Istanbul makes late push for 2020 as candidates feel heat

Istanbul makes late push for 2020 as candidates feel heat

BUENOS AIRES - Agence France-Presse
Istanbul makes late push for 2020 as candidates feel heat

This file photo shows Neslihan Demir during a national volleyball match. Demir is among athletes who are now Argentine, lobbying for Istanbul.

Turkey has sent a 600-strong team led by Prime Minister Recep Tayyip Erdoğan, who will fly to Buenos Aires from the G-20 summit in Russia tomorrow, in a bid to surpass Tokyo and Madrid. 

“Istanbul deserves to be crowned with the Olympics,” Mayor Kadir Topbaş said in a press conference on Sept. 4. 

The threat of radiation, a leaking of some International Olympic members alleged voting intentions and microscopic interrogation of doping policy focussed the minds of the three cities bidding to host the 2020 Olympics.

The Tokyo bid team found themselves unable to move on ahead of the the vote in Buenos Aires by the IOC members as to who hosts the 2020 Games.

Their press conference was dominated by questions over the potential fallout from the crippled Fukushima nuclear plant and none of the answers provided by their bid chief Tsunekazu Takeda proved adequate for the audience.

Eventually the 65-year-old having answered in English for most of the press conference and clearly getting exasperated by the questioning resorted to Japanese to try and resolve the matter.

“At this point the Prime Minister (Shinzo Abe) will participate in the final presentation and will talk about this issue and provide reassurance to the IOC about the food etcetera,” he said.

“There is no issue here. Not one person in Tokyo has been affected by this issue.

“Tokyo and Fukushima are almost 250 kilometres apart. We are quite remote from Fukushima.” 

Momentum stops 

Madrid too saw their seemingly unstoppable momentum briefly stopped in its’ tracks as a Spanish paper El Mundo published names - some with photos - of up to 50 International Olympic Committee (IOC) members who were going to vote for them.

While 50 votes would give Madrid an unlikely win in the first round of voting the revelations did not sit well with the members, who vote in a secret ballot.

History suggests it can rebound as Le Parisien newspaper did a similar thing prior to the vote on the 2012 bidding in 2005 and London edged Paris in a shock result.

One senior IOC member said the revelations in El Mundo had gone down ‘like a lead balloon’ with the members, and one whose name was on the list joked it didn’t augur well for Madrid as he has not voted for the winning city for the past several Summer Games votes.

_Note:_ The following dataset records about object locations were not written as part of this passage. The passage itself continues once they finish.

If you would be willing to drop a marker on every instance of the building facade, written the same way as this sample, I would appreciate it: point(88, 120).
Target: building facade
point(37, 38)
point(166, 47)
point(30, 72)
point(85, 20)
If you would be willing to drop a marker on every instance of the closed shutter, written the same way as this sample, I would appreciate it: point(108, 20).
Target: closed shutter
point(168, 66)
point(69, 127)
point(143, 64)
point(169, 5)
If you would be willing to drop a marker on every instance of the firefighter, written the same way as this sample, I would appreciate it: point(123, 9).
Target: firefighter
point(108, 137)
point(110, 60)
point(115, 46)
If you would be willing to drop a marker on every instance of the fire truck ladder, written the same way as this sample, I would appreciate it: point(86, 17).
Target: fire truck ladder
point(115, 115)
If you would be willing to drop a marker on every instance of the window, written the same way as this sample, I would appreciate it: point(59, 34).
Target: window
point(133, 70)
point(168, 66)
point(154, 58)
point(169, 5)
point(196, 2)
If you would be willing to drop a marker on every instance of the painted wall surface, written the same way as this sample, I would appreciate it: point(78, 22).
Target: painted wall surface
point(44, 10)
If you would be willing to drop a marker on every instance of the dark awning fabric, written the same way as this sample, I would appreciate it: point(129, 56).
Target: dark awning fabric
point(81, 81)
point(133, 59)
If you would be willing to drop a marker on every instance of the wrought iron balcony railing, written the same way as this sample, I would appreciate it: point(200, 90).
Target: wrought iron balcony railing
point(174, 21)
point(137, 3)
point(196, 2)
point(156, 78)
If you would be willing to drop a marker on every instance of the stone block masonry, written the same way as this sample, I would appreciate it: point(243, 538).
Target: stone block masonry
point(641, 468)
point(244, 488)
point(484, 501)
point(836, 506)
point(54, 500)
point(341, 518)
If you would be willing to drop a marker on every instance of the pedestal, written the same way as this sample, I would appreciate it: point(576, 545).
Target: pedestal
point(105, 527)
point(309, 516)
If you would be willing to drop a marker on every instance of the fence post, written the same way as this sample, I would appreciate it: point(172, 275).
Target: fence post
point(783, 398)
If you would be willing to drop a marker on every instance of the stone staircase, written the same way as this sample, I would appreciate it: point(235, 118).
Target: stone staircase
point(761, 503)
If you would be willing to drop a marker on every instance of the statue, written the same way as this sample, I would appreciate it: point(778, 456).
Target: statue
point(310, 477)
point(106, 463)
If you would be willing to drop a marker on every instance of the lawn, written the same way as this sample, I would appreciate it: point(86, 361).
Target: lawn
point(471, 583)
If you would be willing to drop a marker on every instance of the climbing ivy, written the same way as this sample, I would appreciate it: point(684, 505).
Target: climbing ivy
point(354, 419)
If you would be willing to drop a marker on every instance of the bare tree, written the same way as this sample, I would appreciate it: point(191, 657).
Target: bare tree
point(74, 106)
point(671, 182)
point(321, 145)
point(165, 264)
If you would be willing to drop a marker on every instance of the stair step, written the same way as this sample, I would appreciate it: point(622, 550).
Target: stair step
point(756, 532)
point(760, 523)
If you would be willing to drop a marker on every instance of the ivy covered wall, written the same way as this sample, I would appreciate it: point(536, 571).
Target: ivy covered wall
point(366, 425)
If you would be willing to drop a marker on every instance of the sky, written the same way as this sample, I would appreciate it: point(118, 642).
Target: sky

IOC President Jacques Rogge said he didn’t believe that Madrid would suffer from the revelations.

“I would say that one shouldn’t pay any attention or give credit to this type of information,” he said. 
The third candidate city Istanbul underwent a tough examination of their policy on doping especially in the light of a swathe of positive tests this year - 31 athletes alone testing positive.

However, Turkish IOC member Uğur Erdener, a doctor by profession and who has led the fight against doping in his country, insisted that the zero tolerance attitude adopted by him and the government meant that progress was being made.

Erdener, president also of the World Archery Federation, said the adverse publicity regarding the failed tests came at a price but that was life. “There is no pain without gain.” 

Tokyo and Madrid will hope that holds true for them too after their experiences on Wednesday.